Schadensaufwendungen, die dadurch entstehen, daß der Auftraggeber seiner unver-züglichen Meldepflicht nicht nachkommt, gehen zu seinen Lasten.
12.) Haftungsnachweis
Die I.S.O. ist verpflichtet, eine Haftpflichtversicherung im Rahmen der übernommenen Haftung, deren Grenzen sich aus Ziffer 10 ergeben, abzuschließen. Der Auftraggeber kann den Nachweis über den Abschluß einer solchen Versicherung verlangen.
14.) Zahlung des Entgelts
Das Entgelt für den Vertrag ist, soweit nichts anderes vereinbart ist, nach Rechnungsstellung beglichen. Aufrechnung und Zurückhaltung des Entgelts sind nicht zulässig, es sei denn im Falle einer unbestrittenen oder rechtskräftig festgestellten Forderung.

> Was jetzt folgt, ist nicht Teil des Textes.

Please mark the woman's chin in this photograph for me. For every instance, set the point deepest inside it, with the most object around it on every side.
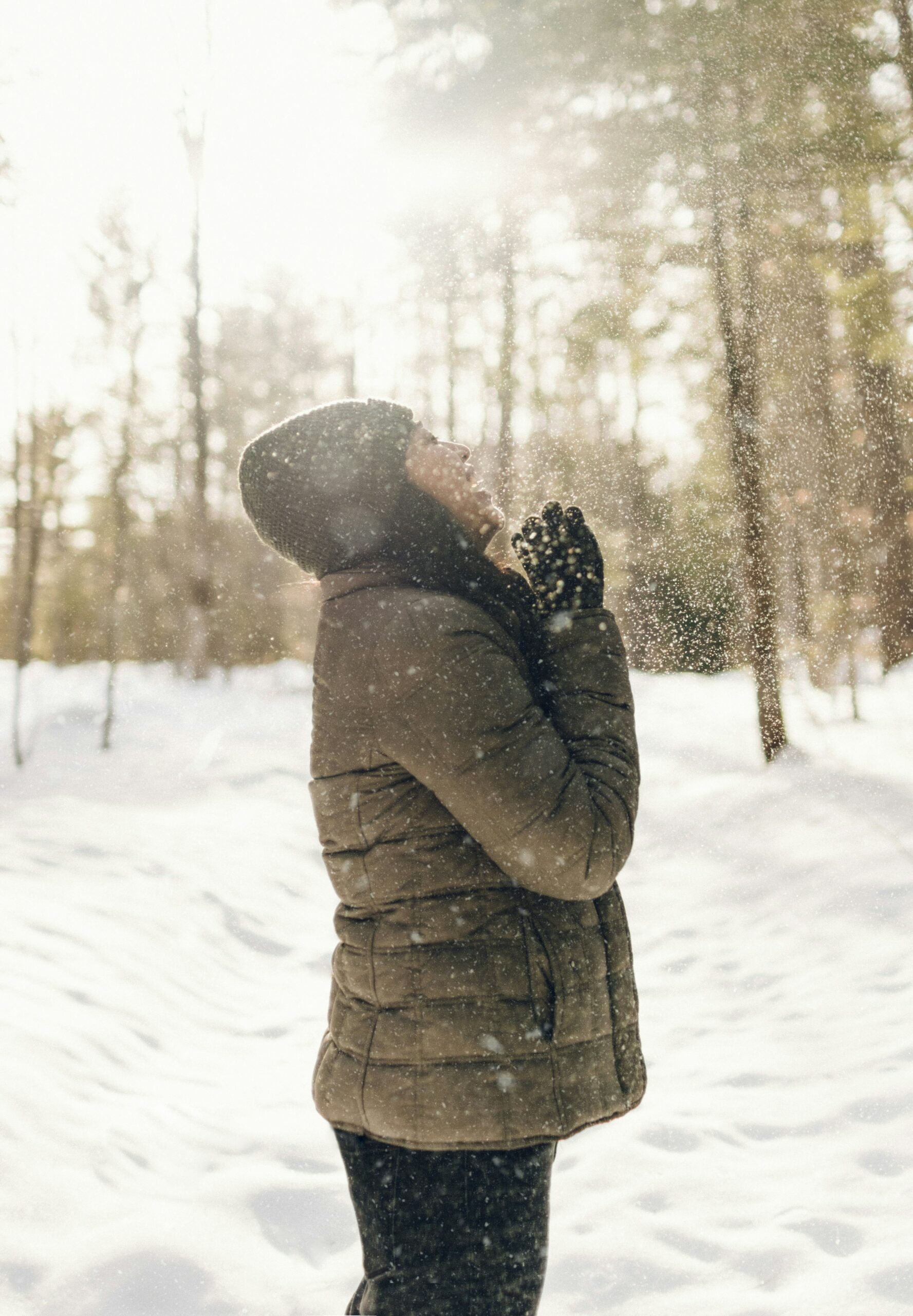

Bei Zahlungsverzug ruht die Leistungsverpflichtung der I.S.O. nebst ihrer Haftung, ohne daß der Auftraggeber von der Zahlung für die Vertragszeit überhaupt entbunden ist. Voraussetzung hierfür ist, daß der Auftraggeber gemahnt und ihm eine angemessene Nachfrist eingeräumt
wurde.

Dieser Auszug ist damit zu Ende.